A hospital researcher on April 19 was sentenced to 33 months in prison for conspiring to steal trade secrets from an Ohio children’s hospital to sell in China, according to the Justice Department.
Zhou Yu, 51, pleaded guilty in December 2020 to stealing at least five trade secrets relating to exosome research from the Nationwide Children’s Hospital’s Research Institute in Columbus, Ohio, where he had worked for 10 years until 2017. Exosomes are small sacs of fluid released from cells that have increasingly been used in the research, identification, and treatment of a range of diseases, including liver fibrosis and liver cancer.
Zhou’s co-conspirator was his wife, Chen Li, 48, who also worked as a researcher at another lab in the institute. She was sentenced in February to 30 months in prison for her role in the scheme after also pleading guilty.

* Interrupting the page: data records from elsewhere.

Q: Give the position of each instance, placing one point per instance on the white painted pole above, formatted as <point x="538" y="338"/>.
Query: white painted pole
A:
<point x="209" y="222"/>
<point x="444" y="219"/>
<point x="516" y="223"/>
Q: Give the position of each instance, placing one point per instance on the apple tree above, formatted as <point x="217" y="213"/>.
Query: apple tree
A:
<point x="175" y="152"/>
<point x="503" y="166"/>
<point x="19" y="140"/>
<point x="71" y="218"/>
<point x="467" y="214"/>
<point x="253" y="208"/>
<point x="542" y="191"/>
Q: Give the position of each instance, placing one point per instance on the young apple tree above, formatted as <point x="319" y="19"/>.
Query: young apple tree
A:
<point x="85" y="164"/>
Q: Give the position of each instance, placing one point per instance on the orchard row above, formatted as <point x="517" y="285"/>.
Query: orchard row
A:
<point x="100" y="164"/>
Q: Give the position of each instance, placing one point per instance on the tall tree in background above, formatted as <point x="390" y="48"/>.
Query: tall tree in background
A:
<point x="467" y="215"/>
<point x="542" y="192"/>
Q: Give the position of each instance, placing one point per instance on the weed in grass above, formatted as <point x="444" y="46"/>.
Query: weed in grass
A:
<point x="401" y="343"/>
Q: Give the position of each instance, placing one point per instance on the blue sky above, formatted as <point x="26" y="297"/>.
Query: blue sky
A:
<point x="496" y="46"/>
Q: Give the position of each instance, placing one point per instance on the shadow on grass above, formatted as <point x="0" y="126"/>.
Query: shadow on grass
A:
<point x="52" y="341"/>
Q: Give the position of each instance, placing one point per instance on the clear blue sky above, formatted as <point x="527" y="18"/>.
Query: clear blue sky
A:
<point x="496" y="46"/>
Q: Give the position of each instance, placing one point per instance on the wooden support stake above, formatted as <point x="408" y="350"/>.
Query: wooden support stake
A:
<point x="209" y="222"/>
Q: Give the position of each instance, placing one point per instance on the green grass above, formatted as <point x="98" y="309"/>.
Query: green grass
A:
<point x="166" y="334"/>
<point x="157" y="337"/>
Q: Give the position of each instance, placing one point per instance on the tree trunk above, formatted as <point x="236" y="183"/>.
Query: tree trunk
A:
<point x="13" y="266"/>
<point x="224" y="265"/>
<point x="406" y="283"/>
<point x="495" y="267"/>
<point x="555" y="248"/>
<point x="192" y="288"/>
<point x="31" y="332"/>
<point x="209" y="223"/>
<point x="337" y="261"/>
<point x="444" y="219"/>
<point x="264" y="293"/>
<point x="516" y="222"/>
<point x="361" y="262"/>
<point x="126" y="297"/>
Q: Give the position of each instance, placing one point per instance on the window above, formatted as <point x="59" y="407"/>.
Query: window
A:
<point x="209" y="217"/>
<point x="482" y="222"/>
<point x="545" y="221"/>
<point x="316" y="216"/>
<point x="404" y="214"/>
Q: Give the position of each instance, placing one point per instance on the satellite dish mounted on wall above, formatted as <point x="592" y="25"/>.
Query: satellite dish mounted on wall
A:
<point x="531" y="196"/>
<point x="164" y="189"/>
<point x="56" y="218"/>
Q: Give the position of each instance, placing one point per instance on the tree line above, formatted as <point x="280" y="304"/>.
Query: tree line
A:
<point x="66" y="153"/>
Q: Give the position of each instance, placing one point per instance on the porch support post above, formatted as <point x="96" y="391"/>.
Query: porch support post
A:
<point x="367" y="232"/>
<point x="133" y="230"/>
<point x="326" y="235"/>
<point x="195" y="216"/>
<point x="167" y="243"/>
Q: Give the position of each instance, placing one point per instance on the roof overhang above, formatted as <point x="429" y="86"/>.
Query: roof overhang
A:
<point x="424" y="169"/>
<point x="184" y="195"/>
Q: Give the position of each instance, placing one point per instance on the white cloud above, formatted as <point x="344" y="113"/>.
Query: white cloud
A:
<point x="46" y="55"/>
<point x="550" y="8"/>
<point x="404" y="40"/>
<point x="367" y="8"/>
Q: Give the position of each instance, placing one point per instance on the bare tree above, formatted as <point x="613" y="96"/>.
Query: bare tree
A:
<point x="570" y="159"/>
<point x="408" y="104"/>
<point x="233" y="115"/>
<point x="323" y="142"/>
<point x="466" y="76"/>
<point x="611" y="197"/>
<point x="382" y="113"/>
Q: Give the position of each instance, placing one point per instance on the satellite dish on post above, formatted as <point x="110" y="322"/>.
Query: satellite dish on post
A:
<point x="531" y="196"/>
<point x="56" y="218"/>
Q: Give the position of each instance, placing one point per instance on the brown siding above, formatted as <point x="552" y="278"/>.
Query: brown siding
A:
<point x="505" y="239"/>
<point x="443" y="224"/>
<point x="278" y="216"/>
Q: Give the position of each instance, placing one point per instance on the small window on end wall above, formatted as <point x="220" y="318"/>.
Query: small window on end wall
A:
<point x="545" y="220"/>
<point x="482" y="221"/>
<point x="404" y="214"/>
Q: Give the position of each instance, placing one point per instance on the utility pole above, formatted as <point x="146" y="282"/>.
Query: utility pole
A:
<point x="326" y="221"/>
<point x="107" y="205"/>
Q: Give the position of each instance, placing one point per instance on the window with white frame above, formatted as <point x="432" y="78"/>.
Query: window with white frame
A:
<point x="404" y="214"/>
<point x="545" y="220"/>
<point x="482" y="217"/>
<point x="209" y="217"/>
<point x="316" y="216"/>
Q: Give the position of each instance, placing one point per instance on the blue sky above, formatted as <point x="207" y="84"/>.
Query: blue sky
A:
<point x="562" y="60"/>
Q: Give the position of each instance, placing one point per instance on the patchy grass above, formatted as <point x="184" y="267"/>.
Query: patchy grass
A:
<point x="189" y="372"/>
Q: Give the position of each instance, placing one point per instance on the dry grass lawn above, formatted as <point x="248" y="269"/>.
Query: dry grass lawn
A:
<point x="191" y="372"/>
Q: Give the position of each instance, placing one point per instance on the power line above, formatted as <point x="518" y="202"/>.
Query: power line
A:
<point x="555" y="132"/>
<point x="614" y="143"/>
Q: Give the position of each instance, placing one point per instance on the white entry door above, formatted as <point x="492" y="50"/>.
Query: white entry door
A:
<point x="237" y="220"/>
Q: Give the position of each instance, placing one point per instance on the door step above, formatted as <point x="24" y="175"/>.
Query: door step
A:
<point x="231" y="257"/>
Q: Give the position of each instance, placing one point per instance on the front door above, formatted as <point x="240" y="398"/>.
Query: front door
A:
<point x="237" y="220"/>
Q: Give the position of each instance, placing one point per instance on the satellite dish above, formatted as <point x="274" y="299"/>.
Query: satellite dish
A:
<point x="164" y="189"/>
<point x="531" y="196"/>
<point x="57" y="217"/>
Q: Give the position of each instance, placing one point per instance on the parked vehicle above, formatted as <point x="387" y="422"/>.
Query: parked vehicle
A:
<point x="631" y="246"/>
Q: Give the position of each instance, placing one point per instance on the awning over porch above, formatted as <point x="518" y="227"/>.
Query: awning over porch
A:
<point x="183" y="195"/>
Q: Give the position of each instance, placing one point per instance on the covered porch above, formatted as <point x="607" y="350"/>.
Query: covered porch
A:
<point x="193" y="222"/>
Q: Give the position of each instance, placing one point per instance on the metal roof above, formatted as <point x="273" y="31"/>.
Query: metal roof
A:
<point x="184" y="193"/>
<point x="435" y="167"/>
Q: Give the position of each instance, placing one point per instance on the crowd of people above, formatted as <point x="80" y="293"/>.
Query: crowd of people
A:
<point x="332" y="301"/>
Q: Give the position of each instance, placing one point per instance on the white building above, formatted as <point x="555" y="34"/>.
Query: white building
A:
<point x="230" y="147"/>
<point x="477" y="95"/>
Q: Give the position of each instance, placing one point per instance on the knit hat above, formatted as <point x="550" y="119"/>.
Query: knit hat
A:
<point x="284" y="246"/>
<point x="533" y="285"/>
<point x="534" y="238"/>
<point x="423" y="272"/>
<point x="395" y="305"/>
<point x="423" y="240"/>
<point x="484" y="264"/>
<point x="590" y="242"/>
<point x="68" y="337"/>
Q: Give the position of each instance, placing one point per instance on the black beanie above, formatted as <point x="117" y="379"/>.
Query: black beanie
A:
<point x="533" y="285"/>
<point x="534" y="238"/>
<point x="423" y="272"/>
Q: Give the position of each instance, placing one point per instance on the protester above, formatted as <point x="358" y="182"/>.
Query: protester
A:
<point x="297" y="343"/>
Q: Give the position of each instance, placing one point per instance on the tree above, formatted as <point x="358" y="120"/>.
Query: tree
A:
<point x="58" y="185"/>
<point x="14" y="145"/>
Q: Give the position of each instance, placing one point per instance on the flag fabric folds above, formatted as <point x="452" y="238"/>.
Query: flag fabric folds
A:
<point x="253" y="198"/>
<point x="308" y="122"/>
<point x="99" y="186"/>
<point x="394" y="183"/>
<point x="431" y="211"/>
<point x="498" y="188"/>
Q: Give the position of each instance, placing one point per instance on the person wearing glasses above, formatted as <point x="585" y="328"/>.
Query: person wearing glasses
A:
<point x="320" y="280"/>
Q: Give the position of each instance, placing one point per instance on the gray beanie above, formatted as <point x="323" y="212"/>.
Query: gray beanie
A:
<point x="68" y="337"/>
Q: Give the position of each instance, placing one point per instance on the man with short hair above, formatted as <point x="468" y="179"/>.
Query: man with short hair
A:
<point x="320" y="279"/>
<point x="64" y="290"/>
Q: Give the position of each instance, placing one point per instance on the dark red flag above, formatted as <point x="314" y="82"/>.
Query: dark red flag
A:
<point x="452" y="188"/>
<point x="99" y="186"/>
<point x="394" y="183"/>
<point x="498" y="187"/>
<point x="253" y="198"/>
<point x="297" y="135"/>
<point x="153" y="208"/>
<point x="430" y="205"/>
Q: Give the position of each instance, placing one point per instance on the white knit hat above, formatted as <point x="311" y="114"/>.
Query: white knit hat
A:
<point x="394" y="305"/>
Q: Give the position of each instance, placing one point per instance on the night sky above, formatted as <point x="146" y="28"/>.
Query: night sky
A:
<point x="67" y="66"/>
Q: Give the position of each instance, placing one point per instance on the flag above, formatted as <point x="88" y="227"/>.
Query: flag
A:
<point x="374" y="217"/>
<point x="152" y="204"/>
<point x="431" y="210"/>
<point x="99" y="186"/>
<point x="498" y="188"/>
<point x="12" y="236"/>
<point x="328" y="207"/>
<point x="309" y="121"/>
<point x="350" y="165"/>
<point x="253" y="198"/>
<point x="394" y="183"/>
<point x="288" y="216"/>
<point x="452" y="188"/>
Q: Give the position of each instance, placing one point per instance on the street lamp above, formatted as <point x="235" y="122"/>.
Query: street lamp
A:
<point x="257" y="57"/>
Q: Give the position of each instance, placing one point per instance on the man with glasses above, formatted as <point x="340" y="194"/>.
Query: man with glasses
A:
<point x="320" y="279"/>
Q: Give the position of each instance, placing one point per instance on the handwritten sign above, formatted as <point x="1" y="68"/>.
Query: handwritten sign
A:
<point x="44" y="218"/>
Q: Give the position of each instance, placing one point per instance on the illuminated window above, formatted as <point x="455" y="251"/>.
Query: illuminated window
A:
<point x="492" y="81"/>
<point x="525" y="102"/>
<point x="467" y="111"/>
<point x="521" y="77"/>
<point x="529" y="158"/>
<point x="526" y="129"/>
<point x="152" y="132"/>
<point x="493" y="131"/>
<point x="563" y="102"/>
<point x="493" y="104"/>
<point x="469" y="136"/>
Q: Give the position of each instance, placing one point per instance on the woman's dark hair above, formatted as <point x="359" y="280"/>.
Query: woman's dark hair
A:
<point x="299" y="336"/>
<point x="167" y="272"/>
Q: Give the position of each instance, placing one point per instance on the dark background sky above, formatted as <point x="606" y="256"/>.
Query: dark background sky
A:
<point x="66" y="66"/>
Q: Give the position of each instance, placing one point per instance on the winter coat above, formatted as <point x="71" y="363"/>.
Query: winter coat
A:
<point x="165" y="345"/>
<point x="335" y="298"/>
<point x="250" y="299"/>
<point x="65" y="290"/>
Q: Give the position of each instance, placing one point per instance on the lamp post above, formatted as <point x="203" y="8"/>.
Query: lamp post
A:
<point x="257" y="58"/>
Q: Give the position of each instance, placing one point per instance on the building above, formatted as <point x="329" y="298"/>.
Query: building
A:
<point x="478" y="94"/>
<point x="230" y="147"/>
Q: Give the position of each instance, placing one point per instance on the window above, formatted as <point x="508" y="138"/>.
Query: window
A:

“Zhou and his wife executed a scheme over the course of several years to set up businesses in China, steal American research, and profit from doing so,” acting U.S. attorney Vipal J. Patel for the Southern District of Ohio said in a statement.
The couple started a company in China to create and sell exosome “isolation kits,” using stolen trade secrets from the institute, court documents said.
They also received funding from Chinese authorities, including the State Administration of Foreign Expert Affairs and the National Natural Science Foundation of China, prosecutors said.
“Zhou’s greed was encouraged and enabled by a series of Chinese Government programs which incentivize thievery in an attempt to supplement China’s own research and development goals on the back of American ingenuity and investment,” assistant attorney general for the department’s National Security Division, John C. Demers, said in a statement.